В зале опять сидели те самые бородатые мужички и Лизавета Воробей. "Опять "мёртвые души", -- подумал я без всякого энтузиазма. -- Им что тут, перевалочная база?" А ведь мне так хотелось побыть одному, обмозговать случившееся, вспомнить подробности. Эх, как же редко выдаются такие минуты, когда, как сказал поэт, печаль моя светла.
Чичиков разговаривал с мужичками также театрализовано и образно, как и у Гоголя в "Мёртвых душах".
"Пётр Савельев Неуважай-Корыто! Эх, какой длинный, во всю строку разъехался! Мастер ли ты был, или просто мужик, и какою смертью тебя прибрало? в кабаке ли, или середи дороги переехал тебя сонного неуклюжий обоз?"
Мужик обстоятельно объяснил причину своей кончины.
Чичиков обратился к другому:
"А ты Пробка Степан, плотник, трезвости примерной? Богатырь! В гвардию годился бы!"
Степан отвечал:
"Все губернии исходил с топором за поясом и сапогами на плечах, съедал на грош хлеба да на два сушёной рыбы, а в мошне притаскивал всякий раз целковиков по сту и государственную зашивал в холстяные штаны или затыкал в сапог".
"Где тебя прибрало?"
"Взмостился для большего прибытку под церковный купол и на крест потащился, и, поскользнувшись, оттуда, с перекладины, шлёпнулся оземь".
Кроме крепостных мужиков в зале появились и другие персонажи.
"Где твой пашпорт?" -- спрашивал Чичиков.
"У хозяина, мещанина Пименова".
"Позвать Пименова!"
Испуганно озираясь, поднялся мещанин Пименов.
"Ты Пименов?"
"Я Пименов".
"Давал он тебе пашпорт свой?"
"Нет, не давал он мне никакого пашпорта".
Но в большей своей массе это были диалоги, коих в поэме Гоголя и нет вовсе.
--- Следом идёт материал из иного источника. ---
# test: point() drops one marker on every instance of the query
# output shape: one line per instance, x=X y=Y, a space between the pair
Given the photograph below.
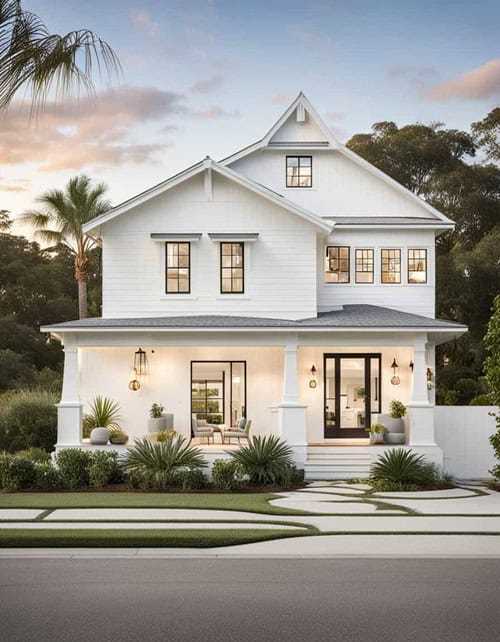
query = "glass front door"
x=352 y=393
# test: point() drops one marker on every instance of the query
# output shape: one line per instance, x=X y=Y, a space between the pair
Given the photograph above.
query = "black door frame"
x=332 y=432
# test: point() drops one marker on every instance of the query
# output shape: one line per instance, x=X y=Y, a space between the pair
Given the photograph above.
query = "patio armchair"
x=202 y=432
x=240 y=432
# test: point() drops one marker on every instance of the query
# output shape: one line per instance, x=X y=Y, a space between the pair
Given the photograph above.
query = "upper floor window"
x=391 y=266
x=364 y=266
x=417 y=266
x=299 y=171
x=178 y=264
x=231 y=268
x=337 y=264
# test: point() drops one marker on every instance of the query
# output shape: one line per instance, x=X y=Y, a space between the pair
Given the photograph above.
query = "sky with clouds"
x=209 y=77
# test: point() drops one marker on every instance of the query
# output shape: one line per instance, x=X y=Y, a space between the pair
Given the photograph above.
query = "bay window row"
x=338 y=265
x=178 y=268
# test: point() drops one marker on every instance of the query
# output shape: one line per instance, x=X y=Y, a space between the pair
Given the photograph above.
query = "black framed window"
x=337 y=264
x=232 y=258
x=178 y=268
x=364 y=266
x=417 y=266
x=391 y=266
x=299 y=171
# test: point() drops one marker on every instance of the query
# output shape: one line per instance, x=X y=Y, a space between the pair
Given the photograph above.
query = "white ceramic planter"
x=99 y=436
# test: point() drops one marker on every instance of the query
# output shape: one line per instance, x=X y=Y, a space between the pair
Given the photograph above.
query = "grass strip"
x=203 y=538
x=250 y=502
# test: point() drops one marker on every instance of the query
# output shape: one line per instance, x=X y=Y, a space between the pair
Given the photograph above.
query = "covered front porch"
x=317 y=390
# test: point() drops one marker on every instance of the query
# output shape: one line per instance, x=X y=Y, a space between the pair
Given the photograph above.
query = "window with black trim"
x=299 y=171
x=232 y=257
x=417 y=266
x=337 y=264
x=391 y=266
x=178 y=268
x=364 y=265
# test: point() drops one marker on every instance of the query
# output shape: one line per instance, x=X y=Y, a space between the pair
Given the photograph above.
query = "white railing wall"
x=463 y=434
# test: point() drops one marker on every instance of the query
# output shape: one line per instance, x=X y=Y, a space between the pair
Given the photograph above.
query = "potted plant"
x=157 y=421
x=102 y=420
x=118 y=437
x=377 y=432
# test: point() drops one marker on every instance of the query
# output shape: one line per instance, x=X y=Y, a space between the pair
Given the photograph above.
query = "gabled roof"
x=349 y=317
x=209 y=164
x=301 y=101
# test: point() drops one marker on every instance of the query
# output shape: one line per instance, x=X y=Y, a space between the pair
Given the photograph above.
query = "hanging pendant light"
x=395 y=380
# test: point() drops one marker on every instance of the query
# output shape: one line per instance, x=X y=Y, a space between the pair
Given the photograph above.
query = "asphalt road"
x=205 y=600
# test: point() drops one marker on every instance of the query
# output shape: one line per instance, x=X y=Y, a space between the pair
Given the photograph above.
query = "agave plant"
x=267 y=460
x=400 y=466
x=156 y=464
x=104 y=413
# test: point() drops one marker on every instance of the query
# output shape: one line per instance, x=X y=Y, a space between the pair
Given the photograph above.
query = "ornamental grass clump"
x=267 y=461
x=156 y=465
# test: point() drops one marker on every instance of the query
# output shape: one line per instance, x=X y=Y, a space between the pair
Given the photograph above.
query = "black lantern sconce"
x=140 y=369
x=312 y=382
x=395 y=380
x=430 y=379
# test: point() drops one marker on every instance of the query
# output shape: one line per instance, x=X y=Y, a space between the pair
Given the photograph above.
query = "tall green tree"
x=62 y=221
x=32 y=58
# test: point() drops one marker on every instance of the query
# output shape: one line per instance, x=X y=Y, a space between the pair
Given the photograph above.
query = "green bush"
x=404 y=469
x=20 y=474
x=104 y=469
x=36 y=455
x=5 y=459
x=191 y=479
x=267 y=461
x=228 y=474
x=481 y=400
x=28 y=418
x=158 y=463
x=74 y=467
x=397 y=409
x=47 y=477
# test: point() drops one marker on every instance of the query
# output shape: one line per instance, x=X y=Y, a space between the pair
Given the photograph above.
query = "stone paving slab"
x=20 y=513
x=147 y=526
x=450 y=493
x=349 y=508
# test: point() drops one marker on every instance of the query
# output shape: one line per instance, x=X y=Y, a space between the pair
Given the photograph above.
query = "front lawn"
x=251 y=502
x=202 y=538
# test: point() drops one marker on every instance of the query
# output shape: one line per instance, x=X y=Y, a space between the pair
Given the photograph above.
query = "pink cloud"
x=96 y=132
x=482 y=82
x=205 y=85
x=216 y=111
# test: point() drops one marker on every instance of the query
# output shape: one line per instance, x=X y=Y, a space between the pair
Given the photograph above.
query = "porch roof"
x=349 y=317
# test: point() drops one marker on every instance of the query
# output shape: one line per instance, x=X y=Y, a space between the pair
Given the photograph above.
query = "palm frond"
x=30 y=57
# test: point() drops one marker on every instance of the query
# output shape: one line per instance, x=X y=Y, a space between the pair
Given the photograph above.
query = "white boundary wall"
x=463 y=434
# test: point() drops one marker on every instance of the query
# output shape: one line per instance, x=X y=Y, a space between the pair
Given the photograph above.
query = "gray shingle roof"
x=385 y=220
x=350 y=316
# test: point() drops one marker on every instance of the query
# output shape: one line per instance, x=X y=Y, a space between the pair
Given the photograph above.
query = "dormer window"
x=299 y=171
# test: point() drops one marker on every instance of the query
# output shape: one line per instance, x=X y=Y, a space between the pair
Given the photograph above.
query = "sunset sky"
x=211 y=77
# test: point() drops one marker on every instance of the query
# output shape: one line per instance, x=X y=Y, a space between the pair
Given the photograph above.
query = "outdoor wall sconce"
x=140 y=369
x=395 y=380
x=312 y=382
x=430 y=377
x=140 y=363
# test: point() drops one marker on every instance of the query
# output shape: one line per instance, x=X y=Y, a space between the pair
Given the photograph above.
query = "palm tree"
x=62 y=222
x=32 y=58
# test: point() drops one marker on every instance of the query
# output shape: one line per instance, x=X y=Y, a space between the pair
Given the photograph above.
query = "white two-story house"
x=292 y=283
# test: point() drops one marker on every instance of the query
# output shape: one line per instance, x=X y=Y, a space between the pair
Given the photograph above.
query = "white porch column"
x=292 y=413
x=69 y=409
x=420 y=411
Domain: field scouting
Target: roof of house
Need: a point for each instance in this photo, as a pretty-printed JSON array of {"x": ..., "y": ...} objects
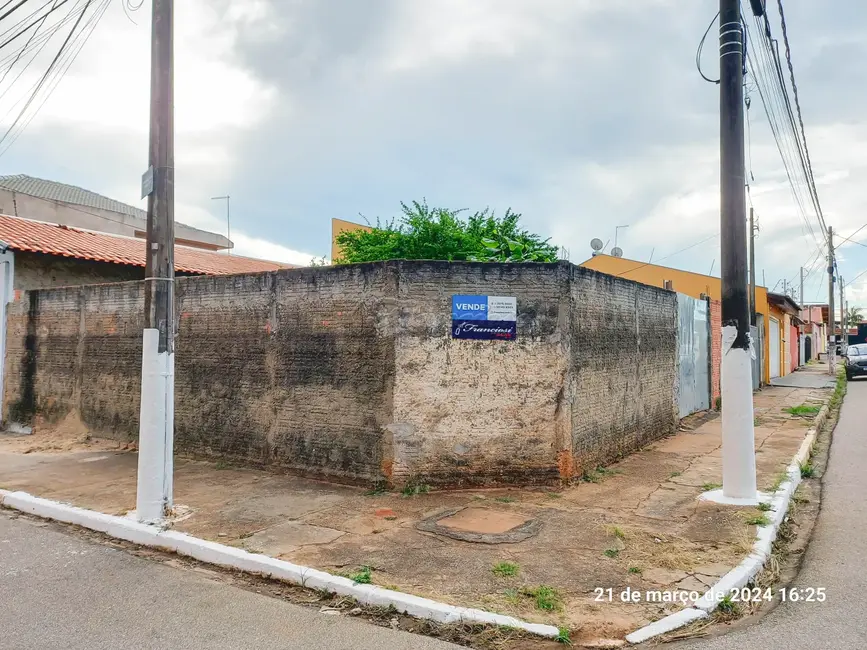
[
  {"x": 51, "y": 239},
  {"x": 55, "y": 191}
]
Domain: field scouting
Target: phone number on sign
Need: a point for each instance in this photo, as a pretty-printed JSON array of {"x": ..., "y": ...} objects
[{"x": 744, "y": 595}]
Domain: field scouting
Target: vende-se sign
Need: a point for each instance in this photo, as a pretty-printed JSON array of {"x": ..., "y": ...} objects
[{"x": 484, "y": 317}]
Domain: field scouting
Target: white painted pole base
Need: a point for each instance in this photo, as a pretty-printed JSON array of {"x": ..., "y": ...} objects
[
  {"x": 739, "y": 441},
  {"x": 156, "y": 430}
]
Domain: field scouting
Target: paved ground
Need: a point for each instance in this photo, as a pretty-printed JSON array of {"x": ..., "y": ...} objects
[
  {"x": 58, "y": 591},
  {"x": 805, "y": 378},
  {"x": 836, "y": 558},
  {"x": 636, "y": 524}
]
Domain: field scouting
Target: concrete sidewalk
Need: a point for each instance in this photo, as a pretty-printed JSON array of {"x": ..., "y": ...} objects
[
  {"x": 635, "y": 524},
  {"x": 834, "y": 559}
]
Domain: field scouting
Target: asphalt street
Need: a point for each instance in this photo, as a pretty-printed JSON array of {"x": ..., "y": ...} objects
[
  {"x": 61, "y": 592},
  {"x": 835, "y": 559}
]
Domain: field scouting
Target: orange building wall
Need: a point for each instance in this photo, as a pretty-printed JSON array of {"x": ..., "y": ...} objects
[{"x": 686, "y": 282}]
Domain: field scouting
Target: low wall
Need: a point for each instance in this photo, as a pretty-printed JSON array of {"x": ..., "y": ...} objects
[{"x": 351, "y": 372}]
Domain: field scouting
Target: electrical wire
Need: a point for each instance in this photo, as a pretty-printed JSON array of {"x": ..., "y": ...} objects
[{"x": 701, "y": 47}]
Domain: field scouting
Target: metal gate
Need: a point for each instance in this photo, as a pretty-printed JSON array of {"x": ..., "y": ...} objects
[
  {"x": 693, "y": 339},
  {"x": 774, "y": 346}
]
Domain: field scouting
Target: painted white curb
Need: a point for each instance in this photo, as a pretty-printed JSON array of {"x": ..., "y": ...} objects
[
  {"x": 235, "y": 558},
  {"x": 741, "y": 575}
]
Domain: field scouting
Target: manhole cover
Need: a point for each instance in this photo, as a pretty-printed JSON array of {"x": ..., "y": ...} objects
[
  {"x": 481, "y": 525},
  {"x": 482, "y": 520}
]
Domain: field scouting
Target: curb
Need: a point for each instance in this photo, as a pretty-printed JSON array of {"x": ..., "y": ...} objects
[
  {"x": 235, "y": 558},
  {"x": 741, "y": 575}
]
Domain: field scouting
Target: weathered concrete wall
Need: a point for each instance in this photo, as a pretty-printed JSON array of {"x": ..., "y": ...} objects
[
  {"x": 351, "y": 372},
  {"x": 38, "y": 271},
  {"x": 481, "y": 411},
  {"x": 624, "y": 366}
]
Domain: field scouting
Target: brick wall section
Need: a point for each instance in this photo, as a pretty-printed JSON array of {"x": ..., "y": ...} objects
[
  {"x": 624, "y": 366},
  {"x": 715, "y": 350},
  {"x": 350, "y": 372}
]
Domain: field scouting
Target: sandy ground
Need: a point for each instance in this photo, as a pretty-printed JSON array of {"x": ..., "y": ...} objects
[{"x": 636, "y": 524}]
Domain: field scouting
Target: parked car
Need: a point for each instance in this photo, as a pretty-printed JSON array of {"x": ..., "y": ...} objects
[{"x": 856, "y": 361}]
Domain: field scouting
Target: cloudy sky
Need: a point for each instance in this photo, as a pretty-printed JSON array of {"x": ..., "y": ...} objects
[{"x": 581, "y": 114}]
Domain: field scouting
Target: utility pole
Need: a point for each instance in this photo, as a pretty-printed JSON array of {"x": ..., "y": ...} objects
[
  {"x": 738, "y": 436},
  {"x": 228, "y": 221},
  {"x": 801, "y": 294},
  {"x": 752, "y": 269},
  {"x": 832, "y": 365},
  {"x": 156, "y": 419}
]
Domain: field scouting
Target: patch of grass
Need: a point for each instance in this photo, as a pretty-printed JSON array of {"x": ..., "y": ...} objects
[
  {"x": 758, "y": 520},
  {"x": 728, "y": 606},
  {"x": 781, "y": 478},
  {"x": 505, "y": 569},
  {"x": 413, "y": 489},
  {"x": 546, "y": 598},
  {"x": 362, "y": 576},
  {"x": 803, "y": 410},
  {"x": 598, "y": 474}
]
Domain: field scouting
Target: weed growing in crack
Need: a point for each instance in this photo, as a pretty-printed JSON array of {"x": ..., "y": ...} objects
[
  {"x": 362, "y": 576},
  {"x": 707, "y": 487},
  {"x": 807, "y": 470},
  {"x": 546, "y": 598},
  {"x": 759, "y": 520},
  {"x": 505, "y": 569},
  {"x": 803, "y": 410}
]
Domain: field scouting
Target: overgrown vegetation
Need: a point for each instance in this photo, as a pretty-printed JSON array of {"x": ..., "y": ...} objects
[
  {"x": 505, "y": 569},
  {"x": 423, "y": 232}
]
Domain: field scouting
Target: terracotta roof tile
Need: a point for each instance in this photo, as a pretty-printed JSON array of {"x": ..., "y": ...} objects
[{"x": 51, "y": 239}]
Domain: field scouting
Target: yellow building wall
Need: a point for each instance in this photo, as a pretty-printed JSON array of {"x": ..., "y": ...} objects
[
  {"x": 338, "y": 226},
  {"x": 686, "y": 282}
]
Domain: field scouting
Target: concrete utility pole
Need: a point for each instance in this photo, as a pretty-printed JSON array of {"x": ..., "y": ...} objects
[
  {"x": 156, "y": 419},
  {"x": 832, "y": 351},
  {"x": 228, "y": 221},
  {"x": 752, "y": 269},
  {"x": 738, "y": 436}
]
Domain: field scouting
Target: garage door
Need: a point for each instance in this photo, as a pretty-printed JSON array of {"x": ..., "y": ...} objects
[{"x": 774, "y": 344}]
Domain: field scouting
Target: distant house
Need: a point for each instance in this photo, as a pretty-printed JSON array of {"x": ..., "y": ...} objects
[
  {"x": 43, "y": 255},
  {"x": 67, "y": 205}
]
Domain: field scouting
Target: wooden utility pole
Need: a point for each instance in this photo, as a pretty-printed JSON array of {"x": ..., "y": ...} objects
[
  {"x": 832, "y": 348},
  {"x": 156, "y": 421},
  {"x": 738, "y": 436}
]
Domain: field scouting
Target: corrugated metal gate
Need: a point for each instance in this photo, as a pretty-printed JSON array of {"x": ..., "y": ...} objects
[{"x": 693, "y": 339}]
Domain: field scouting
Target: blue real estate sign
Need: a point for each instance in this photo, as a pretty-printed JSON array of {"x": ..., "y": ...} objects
[{"x": 484, "y": 317}]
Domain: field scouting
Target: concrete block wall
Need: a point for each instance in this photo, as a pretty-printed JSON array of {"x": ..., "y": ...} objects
[
  {"x": 350, "y": 373},
  {"x": 624, "y": 366}
]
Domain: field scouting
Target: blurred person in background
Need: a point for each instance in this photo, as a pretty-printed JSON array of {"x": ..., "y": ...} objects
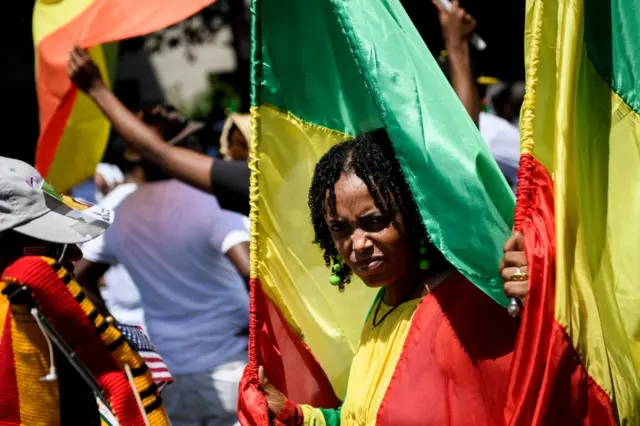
[
  {"x": 501, "y": 136},
  {"x": 119, "y": 292},
  {"x": 189, "y": 259},
  {"x": 235, "y": 137},
  {"x": 228, "y": 180}
]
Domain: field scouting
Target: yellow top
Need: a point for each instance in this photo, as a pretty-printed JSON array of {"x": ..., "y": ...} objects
[{"x": 372, "y": 367}]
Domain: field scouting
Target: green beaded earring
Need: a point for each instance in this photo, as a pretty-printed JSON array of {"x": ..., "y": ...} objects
[
  {"x": 424, "y": 262},
  {"x": 336, "y": 276}
]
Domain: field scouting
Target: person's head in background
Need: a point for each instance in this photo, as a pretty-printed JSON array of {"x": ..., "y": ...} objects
[
  {"x": 507, "y": 101},
  {"x": 235, "y": 137},
  {"x": 35, "y": 220},
  {"x": 175, "y": 129}
]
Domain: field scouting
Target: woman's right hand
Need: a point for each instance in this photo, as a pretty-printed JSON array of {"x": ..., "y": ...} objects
[
  {"x": 83, "y": 72},
  {"x": 275, "y": 398}
]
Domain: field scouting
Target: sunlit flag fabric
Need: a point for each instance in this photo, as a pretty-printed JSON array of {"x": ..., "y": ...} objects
[
  {"x": 333, "y": 69},
  {"x": 578, "y": 356},
  {"x": 73, "y": 132}
]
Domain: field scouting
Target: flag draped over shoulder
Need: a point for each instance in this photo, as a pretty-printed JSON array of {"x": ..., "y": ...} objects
[
  {"x": 324, "y": 71},
  {"x": 73, "y": 132},
  {"x": 578, "y": 356}
]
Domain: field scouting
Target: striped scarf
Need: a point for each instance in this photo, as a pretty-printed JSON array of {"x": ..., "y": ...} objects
[{"x": 24, "y": 399}]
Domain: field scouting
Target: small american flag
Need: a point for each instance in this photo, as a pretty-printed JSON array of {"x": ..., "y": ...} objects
[{"x": 141, "y": 343}]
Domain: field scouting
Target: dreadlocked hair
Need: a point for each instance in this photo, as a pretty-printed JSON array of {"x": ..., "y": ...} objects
[{"x": 369, "y": 156}]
И всё же чувствовалась рука великого классика. Видимо, Николай Васильевич что-то уже на этом свете написал, а что-то -- из черновиков.
На сцене стоял тот же большой стол, с улыбающейся свиньёй. И ещё большей горой навалена жареная баранина, целые гуси и индейки, и ещё разные блюда в гигантских чашах -- словом, любимое застолье Собакевича.
За столом я увидел необычайно худую высокую брюнетку, с висевшими, как плети, голубоватыми руками, с измождённым и грустным лицом, готовую, по всей видимости, плакать навзрыд при каждом удобном случае. Она задумчиво общипывала баранью ногу острыми зубками и запивала из большой бирюзовой пиалы.